This introductory course will teach you the fundamentals of surveying landforms and vegetation for research purposes. The first part of the course will cover theoretical surveying concepts, techniques, data collection and processing. Secondly, you will learn to use professional-grade ground survey equipment such as Global Navigation Satellite Systems (GNSS), total stations and laser scanners in the field through demonstrations and practical assignments. By the end of the course you will be able to plan and implement a research-quality survey, and process the raw data into meaningful metrics which can be used in scientific studies.
A background in GIS and physical geography is desirable, and participants should be prepared and willing to spend periods outside in all weather conditions.

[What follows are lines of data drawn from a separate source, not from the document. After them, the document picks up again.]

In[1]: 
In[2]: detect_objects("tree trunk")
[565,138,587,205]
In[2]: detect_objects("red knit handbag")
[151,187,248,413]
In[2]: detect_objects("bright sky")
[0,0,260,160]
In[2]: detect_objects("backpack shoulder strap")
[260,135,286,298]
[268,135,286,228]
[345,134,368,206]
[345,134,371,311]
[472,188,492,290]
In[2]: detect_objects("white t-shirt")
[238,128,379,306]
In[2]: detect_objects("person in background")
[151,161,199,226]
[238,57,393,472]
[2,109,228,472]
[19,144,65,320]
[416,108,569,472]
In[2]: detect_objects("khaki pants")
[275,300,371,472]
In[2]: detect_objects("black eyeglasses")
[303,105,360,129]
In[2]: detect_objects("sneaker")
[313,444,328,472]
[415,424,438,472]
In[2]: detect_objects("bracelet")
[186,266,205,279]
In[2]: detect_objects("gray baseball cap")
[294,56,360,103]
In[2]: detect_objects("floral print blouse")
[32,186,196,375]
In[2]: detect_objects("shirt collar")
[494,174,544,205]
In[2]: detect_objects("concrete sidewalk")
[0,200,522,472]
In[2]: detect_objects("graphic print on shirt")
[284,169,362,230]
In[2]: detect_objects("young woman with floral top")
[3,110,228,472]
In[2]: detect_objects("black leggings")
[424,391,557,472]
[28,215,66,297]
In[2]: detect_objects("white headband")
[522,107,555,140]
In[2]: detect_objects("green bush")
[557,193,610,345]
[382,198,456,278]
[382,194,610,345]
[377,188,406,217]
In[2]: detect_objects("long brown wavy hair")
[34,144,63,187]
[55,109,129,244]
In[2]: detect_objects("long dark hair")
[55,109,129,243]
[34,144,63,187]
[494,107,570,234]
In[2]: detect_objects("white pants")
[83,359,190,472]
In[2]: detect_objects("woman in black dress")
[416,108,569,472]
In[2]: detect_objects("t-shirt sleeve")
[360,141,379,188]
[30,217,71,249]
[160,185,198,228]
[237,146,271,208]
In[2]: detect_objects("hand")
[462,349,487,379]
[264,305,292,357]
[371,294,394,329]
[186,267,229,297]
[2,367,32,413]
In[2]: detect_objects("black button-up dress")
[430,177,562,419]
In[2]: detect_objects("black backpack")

Firstly, I need to state that because summer is the main time for fieldwork for us, we will not be commiting to a fixed timetable as other courses do. For example, we are planning fieldwork in Spain but do not have fixed dates yet. We will therefore block more time slots than we will actually use. For this reason, we have chosen to teach only on Fridays, when students are less likely to have other commitments. We will inform participants at least 1 week in advance when we are scheduling a teaching day, and will make every effort to teach on consecutive weeks. I will put this information on the Digicampus page.
The course is structured in the following way:
1. 1 day of theory taught via Zoom (3-5 hours)
2. 1/2 day of demonstrations taught on Campus (3-5 hours)
3. 1 day of data collection on Campus (6-8 hours)
4. 1 day of data pre-processing demonstrations, taught on Zoom (c. 3 hours)
5. 1 day of data processing, taught on Zoom (3-4 hours)
6. 1 day of GIS and data presentation, taught on Zoom (3-4 hours)
7. 1 hour of debriefing and feedback.